Enhancement request: Exposing only specific property sources in actuator end points. Baseline: Currently using spring-cloud-dependencies, version: Hoxton.SR3 and Greenwich.SR1 on another.

Details: I see that /actuator/env when called displays all the environment properties. Is it possible to only return specific type of environment properties.

In our use case, we only want the /env to return the applicationConfig: [classpath:/application.properties] (which is basically the key values in the app.properties) and not the other variables.

This could be extended to restriction on POST call for allowing updating of only specific properties to enable complete encapsulation

Comment From: wilkinsona

The POST support is part of Spring Cloud so it would have to be addressed there.

@anudeep-mj Why do you only want to show what's in application.properties found on the classpath?

Comment From: anudeep-mj

@wilkinsona

I guess without going too much into the app details, the microservice being built as per the business requirement is a single service which is a security related service which will be used by multiple teams across the Org. This MS after deployment might be tuned as per need by different teams on prod.

So basis on this, when we expose the /env endpoint, as per the review with our security team, it came as a potential hotspot since it was revealing all the system information data which was not allowed without proper clearance.

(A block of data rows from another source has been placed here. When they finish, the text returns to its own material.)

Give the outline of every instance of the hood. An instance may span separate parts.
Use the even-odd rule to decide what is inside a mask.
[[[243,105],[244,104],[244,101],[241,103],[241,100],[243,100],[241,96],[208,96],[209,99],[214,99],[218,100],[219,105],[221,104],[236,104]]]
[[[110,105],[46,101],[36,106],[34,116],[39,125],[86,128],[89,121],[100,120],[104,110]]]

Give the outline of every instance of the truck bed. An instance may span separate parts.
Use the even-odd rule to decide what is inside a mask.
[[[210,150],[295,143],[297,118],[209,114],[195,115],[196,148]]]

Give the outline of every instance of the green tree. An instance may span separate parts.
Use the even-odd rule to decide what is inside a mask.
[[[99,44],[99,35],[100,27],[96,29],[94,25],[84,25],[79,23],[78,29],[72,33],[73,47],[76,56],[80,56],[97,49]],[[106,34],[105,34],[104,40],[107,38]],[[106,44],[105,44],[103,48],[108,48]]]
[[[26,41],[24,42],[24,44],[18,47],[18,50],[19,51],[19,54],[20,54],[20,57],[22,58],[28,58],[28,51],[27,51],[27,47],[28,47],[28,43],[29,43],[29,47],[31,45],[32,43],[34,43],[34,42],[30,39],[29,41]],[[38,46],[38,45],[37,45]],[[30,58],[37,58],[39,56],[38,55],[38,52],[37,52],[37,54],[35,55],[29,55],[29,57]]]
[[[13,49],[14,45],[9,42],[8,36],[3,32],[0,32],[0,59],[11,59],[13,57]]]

My goal is basically to be able to only restrict changing of specific set of parameters in the App.properties but I felt for now atleast exposing "only" the app.properties is a good start.

Comment From: philwebb

We've discussed this today on our call and we'd prefer not to limit the items returned by /actuator/env. We feel like it will be confusing if this endpoint returns an incomplete view.

We already provide the Sanitizer class which hides sensitive properties.

The feature request does make more sense with POST operations, I can see that it would be quite useful to restrict the values that can be updated. Since this is a Spring Cloud feature, you'd need to open an issue here to discuss things with that team.